Phase 3 — cross-team agents. Once the product team has working patterns, expose them as A2A-callable agents for support, ops, and the executive layer — exactly what L0→CE needs as substrate.
The C-level pitch is structured as a modular block menu — founder story, Steve alignment, AI OS frame, "20x the capabilities of every employee" (Jack Dorsey), the audit process, the deterministic-vs-non-deterministic decision tree, a design-engineering cherry on top — assembled as page 4 of the existing Design System Initiative Figma file. Deliberate: it positions me as the connective person across design system, agent UX, and exec strategy, not as three separate pitches.
Key decisions
- Position the wedge as UX-for-agents + operationalization, not ML engineering. I'm not competing with the people who train models. I'm competing with the gap between "we have models" and "they actually run our operations."

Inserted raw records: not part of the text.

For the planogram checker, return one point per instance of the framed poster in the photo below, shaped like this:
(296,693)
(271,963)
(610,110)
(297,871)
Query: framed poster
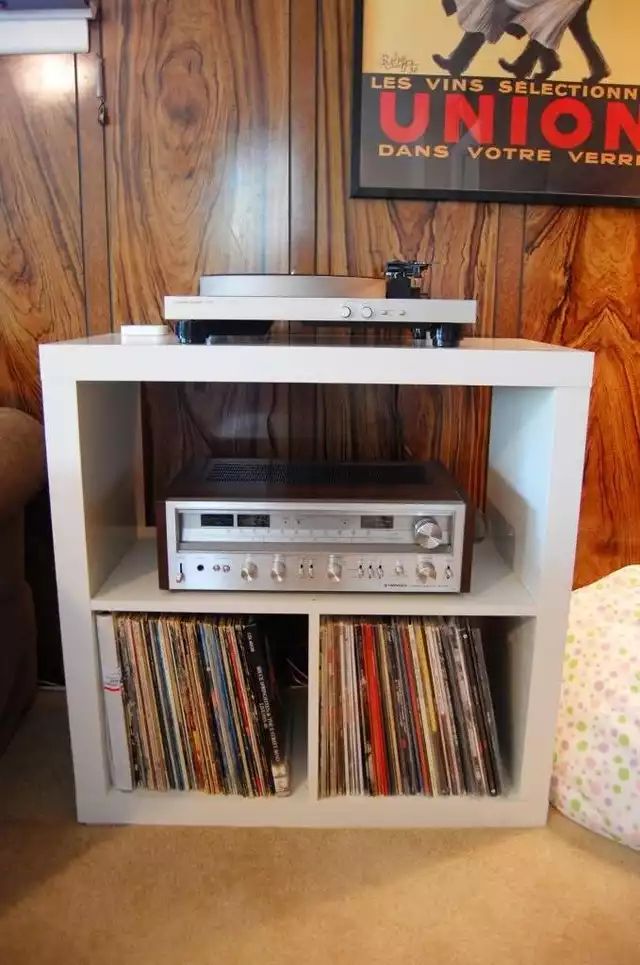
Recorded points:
(503,100)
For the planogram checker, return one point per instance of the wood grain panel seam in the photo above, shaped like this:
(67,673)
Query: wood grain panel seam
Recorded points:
(80,197)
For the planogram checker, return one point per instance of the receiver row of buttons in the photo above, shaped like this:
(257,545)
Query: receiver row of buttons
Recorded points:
(366,311)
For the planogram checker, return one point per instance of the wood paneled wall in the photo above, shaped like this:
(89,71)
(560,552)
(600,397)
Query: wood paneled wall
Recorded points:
(41,265)
(227,150)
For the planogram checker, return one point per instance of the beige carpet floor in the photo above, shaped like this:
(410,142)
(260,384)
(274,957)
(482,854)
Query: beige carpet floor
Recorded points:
(72,894)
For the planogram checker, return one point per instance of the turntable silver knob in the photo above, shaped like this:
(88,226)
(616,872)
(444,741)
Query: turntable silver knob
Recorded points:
(278,569)
(334,569)
(249,571)
(426,571)
(428,533)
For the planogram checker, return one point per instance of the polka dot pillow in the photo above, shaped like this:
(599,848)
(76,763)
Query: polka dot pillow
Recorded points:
(596,779)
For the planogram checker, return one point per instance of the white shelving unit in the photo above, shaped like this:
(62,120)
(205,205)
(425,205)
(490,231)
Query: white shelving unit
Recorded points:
(521,582)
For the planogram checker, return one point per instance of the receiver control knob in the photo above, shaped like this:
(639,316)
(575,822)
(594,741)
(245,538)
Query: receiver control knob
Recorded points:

- Deterministic first, then agentize. Most "AI projects" can be replaced by 200 lines of n8n. Use the cheaper tool first.
- Steve's architecture is the frame; I operationalize each layer. Don't argue with the architecture — build the rollout.
- The wiki is the demo. A propose-then-approve persistent second brain at
~/Documents/Obsidian Vault/llm-wiki/with explicit SCHEMA,/wiki-ingest,/wiki-query,/wiki-lintoperations, and an append-only audit log. Live, working, mine. - Append the AI pitch to the Design System Initiative Figma file, not a parallel deck. Optics: design-system + agent-UX + executive-rhythm = one person, not three.
- Modular pitch blocks, not a fixed deck. Different audiences (CEO, CFO, COO, board) need different cuts. Block menu = composable pitch.
- HITL on anything that touches money, identity, or compliance. Forever. Don't bargain with this.
- Anthropic Cloud Architect certification — paused until after CRB launch. Stack credibility matters; timing matters more.
What's in scope
The working set


Reflection — the hardest part isn't technical, it's organizational
Most orgs don't actually want a Chief of AI — they want someone to deflect the question. The pitch has to make clear that AI rollouts are a design problem (agent UX, document structure, workflow architecture, HITL gates) at least as much as an engineering one, and that the person who runs them needs to operate across product, ops, and exec — not from a single function silo.
What I'd do differently: start the org-wide writing earlier. Personal practice is invisible until you write it down. The wiki, the layered-architecture decision page, the AI-chief positioning page — those exist because I forced myself to externalize the practice. If I'd done that six months sooner, the C-level conversation would already be midway through.
What I'm proud of: when Steve circulated his four-layer diagram, I didn't have to learn the frame. I already worked inside it. That alignment is worth more than any single project.